Incomplete dominance:
There are some gene pairs in which neither allele is dominant, and when both alleles
are present in the chromosomes both traits are expressed in the phenotype.
The resulting heterozygote phenotype is typically in between the two different homozygote
phenotypes. This pattern of inheritance is called incomplete dominance.

EXAMPLE:
A curly haired person and a straight haired person mate and all their offspring have wavy hair
(note that wavy hair is a phenotype in between that of the curly and straight haired
individuals). The result of a cross between two wavy haired individuals The resulting F1
offspring would be:

25% Curly (CC)


50% Wavy (CS)
25% Straight (SS)
COMPLETE DOMINANCE:
In complete dominance, the effect of one allele in a heterozygous genotype completely masks the
effect of the other. The allele that masks over the other allele is dominant to other one and the
allele which is masked is said to be recessive.
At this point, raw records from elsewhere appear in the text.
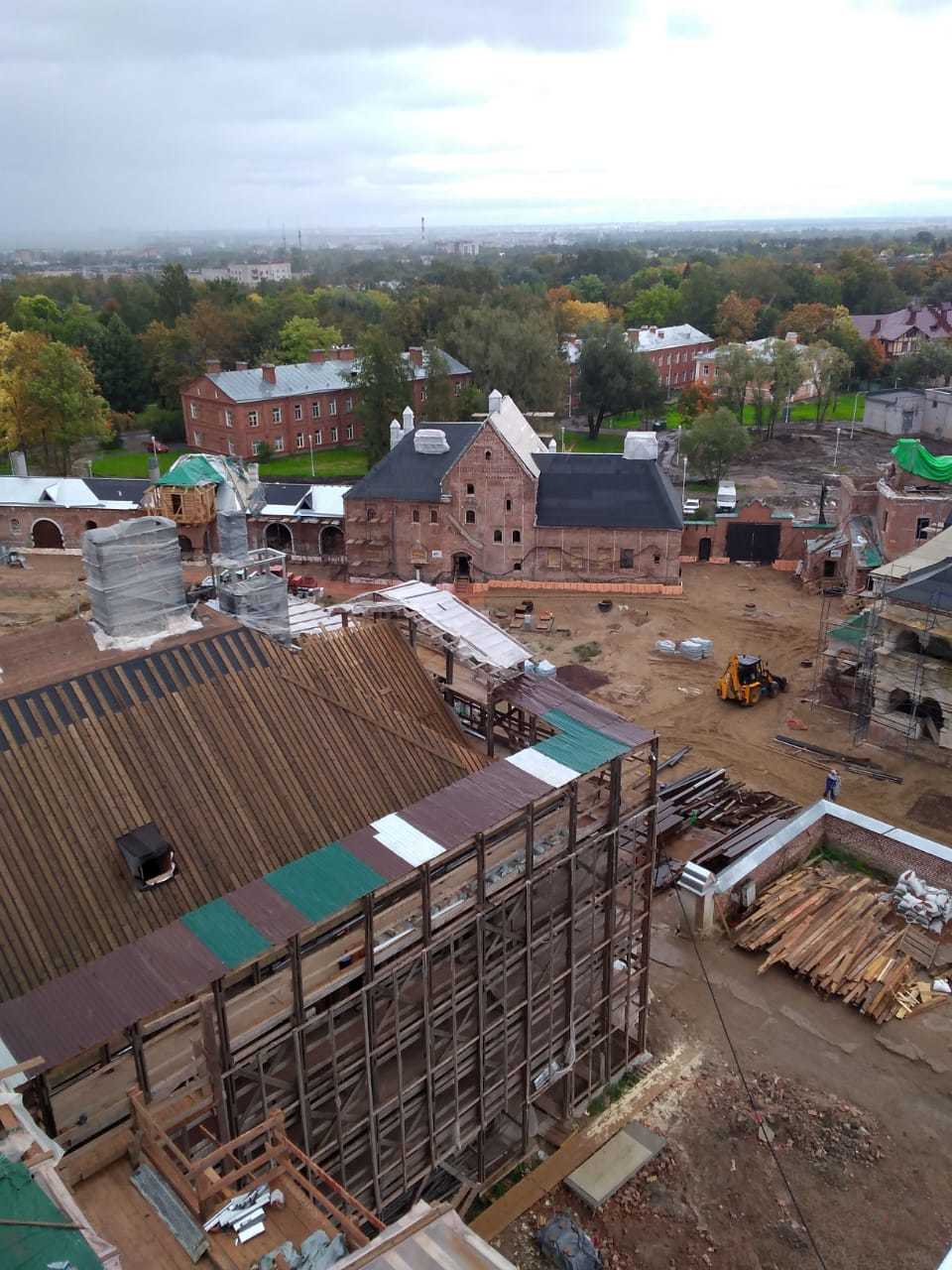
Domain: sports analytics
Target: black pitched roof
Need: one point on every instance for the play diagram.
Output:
(606, 490)
(405, 474)
(929, 588)
(116, 489)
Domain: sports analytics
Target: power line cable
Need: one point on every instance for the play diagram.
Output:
(758, 1112)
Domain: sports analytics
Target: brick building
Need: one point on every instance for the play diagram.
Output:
(671, 350)
(905, 329)
(488, 502)
(290, 409)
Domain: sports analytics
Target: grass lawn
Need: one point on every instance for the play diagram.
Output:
(805, 412)
(338, 462)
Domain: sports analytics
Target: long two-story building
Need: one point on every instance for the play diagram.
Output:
(295, 408)
(488, 502)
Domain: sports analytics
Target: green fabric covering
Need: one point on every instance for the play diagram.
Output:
(226, 933)
(33, 1247)
(324, 881)
(193, 470)
(578, 746)
(914, 457)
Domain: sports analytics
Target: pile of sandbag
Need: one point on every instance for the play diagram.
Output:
(920, 903)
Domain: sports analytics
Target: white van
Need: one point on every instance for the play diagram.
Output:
(726, 497)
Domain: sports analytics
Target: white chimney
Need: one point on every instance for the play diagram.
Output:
(430, 441)
(642, 444)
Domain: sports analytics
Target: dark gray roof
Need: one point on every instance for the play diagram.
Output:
(405, 474)
(607, 490)
(117, 489)
(928, 588)
(299, 377)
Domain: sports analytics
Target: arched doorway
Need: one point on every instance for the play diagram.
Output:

Complete dominance means that the heterozygous is indistinguishable from that of the dominant
homozygote.

EXAMPLE:
The example of inheritance of pea seed shape . round seeds maybe represented by R and
recessive by r. in these combinations three combinations are possible.
- RR and rr are homozygous and Rr is heterozygous.
- The RR has round peas while rr would be wrinkled.
- In Rr individuals the R allele masks the presence of the r allele, so these individuals will
also have round peas
- Thus R is completely dominant to r allele.